Your Overview (Homepage) is the first point of contact with students
Let’s look at elements of the Overview page that will enable you to better communicate with your students. Consult the associated posting below for general information on what to include your Overview page.
In addition to the regular details of the course (name, course description etc), try adding communication guidelines.
Include details of how you will communicate with students and how they can communicate with you and their peers.
Review an online example from the University of Guelph and general netiquette from the University of Waterloo.
Consider making weekly Announcements for orienting students to the concepts and tasks at hand for the week.
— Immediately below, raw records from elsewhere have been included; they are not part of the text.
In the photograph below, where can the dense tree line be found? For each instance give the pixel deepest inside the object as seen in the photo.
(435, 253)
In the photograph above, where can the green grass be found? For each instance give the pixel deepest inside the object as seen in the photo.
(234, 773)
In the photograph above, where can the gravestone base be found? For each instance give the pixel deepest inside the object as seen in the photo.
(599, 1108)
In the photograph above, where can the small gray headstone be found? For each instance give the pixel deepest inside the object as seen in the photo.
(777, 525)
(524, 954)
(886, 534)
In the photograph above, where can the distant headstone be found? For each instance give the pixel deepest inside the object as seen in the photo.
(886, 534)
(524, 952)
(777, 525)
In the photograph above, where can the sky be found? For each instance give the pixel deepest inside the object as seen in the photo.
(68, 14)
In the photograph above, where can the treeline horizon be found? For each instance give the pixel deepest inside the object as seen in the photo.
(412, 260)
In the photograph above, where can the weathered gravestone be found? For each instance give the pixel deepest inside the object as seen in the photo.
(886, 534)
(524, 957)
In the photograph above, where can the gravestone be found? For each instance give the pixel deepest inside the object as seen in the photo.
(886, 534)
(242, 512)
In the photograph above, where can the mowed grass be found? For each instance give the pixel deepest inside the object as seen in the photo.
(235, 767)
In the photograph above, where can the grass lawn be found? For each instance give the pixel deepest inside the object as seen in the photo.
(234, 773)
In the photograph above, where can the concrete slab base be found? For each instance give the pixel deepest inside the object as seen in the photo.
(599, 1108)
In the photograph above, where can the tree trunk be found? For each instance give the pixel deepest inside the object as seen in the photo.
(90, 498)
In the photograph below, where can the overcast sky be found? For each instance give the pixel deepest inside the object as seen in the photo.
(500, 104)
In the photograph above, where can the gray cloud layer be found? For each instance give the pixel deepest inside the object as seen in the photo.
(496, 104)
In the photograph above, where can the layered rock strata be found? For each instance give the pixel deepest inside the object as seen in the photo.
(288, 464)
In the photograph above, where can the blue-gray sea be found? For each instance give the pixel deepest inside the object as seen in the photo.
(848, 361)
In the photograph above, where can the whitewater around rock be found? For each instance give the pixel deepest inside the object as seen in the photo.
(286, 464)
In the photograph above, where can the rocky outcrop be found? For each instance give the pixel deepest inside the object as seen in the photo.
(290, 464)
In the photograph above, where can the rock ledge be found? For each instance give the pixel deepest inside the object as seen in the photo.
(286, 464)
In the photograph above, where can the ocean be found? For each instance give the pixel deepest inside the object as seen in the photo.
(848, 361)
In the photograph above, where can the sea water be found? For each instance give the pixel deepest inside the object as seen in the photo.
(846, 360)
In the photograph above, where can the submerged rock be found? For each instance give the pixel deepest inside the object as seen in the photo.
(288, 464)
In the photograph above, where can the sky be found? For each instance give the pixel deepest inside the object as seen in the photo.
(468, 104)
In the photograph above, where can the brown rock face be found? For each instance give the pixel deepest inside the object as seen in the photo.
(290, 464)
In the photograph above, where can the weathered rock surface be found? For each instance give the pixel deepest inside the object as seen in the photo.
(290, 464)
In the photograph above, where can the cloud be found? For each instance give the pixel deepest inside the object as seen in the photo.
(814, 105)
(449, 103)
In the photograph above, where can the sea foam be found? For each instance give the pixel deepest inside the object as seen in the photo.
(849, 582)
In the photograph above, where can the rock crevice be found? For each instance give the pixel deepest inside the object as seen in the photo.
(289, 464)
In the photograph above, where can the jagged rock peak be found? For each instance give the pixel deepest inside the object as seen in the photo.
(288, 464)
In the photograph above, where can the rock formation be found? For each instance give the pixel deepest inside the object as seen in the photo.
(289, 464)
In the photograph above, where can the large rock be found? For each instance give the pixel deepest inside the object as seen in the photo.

These announcements can be set up to be time-released so you can set them up before the course starts and don’t have to worry about sending them out every week.
All your important course dates can be entered into the Calendar.
Forums, gradebook and assignments can all have due dates added to the calendar just by clicking a checkbox when creating a new item.
If you click on the date, you will see the individual calendar entries for that date below the course calendar. If they are related to an assignment you can click on the link to go directly to that assignment.
Consider adding in a welcome video to set the communication tone in your course. Students will pick up on the para-verbal cues you give them by smiling and find you more approachable. Since the Overview page does not allow you to embed a video, try adding a photo that students will click on to access the video. Don’t forget that you can make videos private in Youtube if you don’t want them to be available for public consumption. Linking to other important sections in your course will help students find information more easily and cut down on unnecessary communications.
Good communication on your Overview page saves time!
Applying some of these communication strategies should cut down on the frequency of student inquiries about simple details and save you time.